I'll be honest I hate it. I've told him this and he just calls me selfish. He does everything to please me. This is his decision and I never pressure him into doing it. He enjoys it.

I just feel so pressured into doing something I've tried but I'm not keen on or comfortable doing. I dread him asking me. I feel like he's annoyed and moody if I don't do it. It makes me feel shit and not want to have sex with him at all.

Can someone give me advice on this?!
AIBU?!

It sounds like pegging, it’s something that men can enjoy as it can stimulate the prostate.

www.insider.com/cara-delevingne-met-gala-vest-peg-the-patriarchy-2021-9

certainly it is the case that both of you need to be on the same page with this, doesn’t sound you are even reading from the same book right now

Watchkeys · 29/10/2022 20:54

So, hang on... re your desires, he does things he enjoys, and re his desires, he wants things he enjoys.
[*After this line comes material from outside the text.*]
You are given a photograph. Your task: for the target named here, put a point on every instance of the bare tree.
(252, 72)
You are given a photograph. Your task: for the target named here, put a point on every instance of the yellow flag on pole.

Is that right?

And when you say no, he disrespects you?

Horrible. OP, all you need is the word 'no'. Sex isn't transactional. Whatever he did for you, doesn't mean you 'owe' him. If you don't want it, you don't do it. That's the full story, and if anyone tries to make it more complicated, especially for their own gains, stay away from them.

He turns you off because you have good boundaries. Heed them.

SittingCat · 30/10/2022 07:09

MMmomDD · 29/10/2022 15:21

This isn’t going to get better. So - not sure there is a solution that would keep you together. You aren’t going to suddenly like it, and he isn’t going to stop wanting it.

Were his sexual preferences not known to you before you married and had kids with him?

You certainly shouldn’t be having sex you don’t enjoy to appease him to keep him around. The only choices I see is divorcing, or opening up the marriage.

This is a good response.

The answer is not to tell him no and then demand that his desires cease. That's just as bad as him demanding your desires change.